Demand for holidays in the UK appears to be at its peak, and this has primarily affected the hotel, caravan parks, holiday homes and accommodation businesses. The level of holiday demand also has an indirect effect on other leisure properties that offer activities and recreation as they also try to attract holiday makers as well as day trippers. Occupancy appears to be maintaining its strength in most accommodation businesses although at its expense the majority of operators do not appear to be increasing tariffs. This means that in the majority of businesses turnover is not growing whilst costs have increased and continue to increase primarily due to inflation.
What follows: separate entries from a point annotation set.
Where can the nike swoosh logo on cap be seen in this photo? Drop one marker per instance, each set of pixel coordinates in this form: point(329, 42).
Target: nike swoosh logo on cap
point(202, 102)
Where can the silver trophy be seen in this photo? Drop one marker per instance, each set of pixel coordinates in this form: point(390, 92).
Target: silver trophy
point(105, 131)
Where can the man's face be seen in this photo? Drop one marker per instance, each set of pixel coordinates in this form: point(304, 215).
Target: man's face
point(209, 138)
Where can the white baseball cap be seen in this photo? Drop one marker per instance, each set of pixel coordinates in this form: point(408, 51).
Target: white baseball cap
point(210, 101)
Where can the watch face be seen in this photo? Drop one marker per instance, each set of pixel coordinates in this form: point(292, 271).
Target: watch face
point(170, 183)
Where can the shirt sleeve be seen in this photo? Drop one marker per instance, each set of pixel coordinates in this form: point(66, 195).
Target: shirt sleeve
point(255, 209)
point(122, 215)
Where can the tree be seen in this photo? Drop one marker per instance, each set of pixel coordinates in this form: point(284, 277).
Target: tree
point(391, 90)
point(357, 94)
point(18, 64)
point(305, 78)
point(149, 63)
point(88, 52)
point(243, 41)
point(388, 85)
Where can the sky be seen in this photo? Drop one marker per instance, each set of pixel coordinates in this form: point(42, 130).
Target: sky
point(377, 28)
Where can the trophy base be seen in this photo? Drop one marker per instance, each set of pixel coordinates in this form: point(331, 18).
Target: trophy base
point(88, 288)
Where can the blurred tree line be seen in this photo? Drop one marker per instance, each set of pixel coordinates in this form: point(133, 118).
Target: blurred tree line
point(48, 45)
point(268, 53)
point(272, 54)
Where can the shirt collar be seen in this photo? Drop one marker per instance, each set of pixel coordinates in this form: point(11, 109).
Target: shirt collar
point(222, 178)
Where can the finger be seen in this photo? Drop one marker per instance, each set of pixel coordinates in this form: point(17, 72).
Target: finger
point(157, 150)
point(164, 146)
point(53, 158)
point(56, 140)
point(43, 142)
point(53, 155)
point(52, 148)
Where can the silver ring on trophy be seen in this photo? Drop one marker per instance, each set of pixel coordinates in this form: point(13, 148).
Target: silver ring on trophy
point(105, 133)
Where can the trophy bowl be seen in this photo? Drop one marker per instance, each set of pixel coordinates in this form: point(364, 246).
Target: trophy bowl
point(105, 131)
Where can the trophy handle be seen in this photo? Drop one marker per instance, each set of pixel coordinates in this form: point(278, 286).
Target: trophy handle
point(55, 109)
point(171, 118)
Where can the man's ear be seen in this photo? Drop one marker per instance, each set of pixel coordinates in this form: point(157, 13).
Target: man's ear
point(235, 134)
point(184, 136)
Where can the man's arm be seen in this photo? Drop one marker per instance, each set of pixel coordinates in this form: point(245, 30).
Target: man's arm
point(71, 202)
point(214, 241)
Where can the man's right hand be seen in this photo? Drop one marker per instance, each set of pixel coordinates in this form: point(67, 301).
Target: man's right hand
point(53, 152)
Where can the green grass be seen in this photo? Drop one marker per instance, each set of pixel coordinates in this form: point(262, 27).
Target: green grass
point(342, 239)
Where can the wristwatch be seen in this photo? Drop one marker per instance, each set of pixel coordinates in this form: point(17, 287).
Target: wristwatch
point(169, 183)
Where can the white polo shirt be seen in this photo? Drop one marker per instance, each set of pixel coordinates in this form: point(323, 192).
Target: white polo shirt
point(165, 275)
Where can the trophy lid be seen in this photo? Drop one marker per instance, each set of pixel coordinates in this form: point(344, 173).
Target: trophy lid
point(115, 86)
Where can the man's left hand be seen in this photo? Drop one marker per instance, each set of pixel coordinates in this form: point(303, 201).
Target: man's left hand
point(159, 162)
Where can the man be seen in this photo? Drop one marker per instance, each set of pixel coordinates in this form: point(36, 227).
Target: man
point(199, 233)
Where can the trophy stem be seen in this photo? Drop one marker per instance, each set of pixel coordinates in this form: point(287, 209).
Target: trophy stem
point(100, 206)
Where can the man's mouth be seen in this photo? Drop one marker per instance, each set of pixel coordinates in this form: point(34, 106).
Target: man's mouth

The capital value of leisure property is linked to the maintainable trade and profitability of the business concerned. Whilst the multipliers applied to profits when assessing capital value has dropped due to reduced funding options and perceived increases in risk, the capital value should only fall back where profits in the business have reduced or remained stable. Where businesses have seen an increase in profits or otherwise look likely to improve profits, values have sustained and in some cases increased.

In the current market there is an increasing importance when assessing the value of leisure properties to focus on the specific key facts of the trading records and financial accounts. Underlying that is also the location of the business. Where properties are well located and can show certainty in terms of business performance, these could attract scarcity value as they are currently in under supply. I don’t believe there will be any dramatic shifts in the leisure property market over the coming years due to the continued pressure on costs and the limited opportunities to increase turn-over against the banks unwillingness to lend and the continued perceived risk in leisure properties.

Therefore, if an operator is considering selling their business there is no point in waiting to sell as it is unlikely that any significant increase in value will be attained going forward.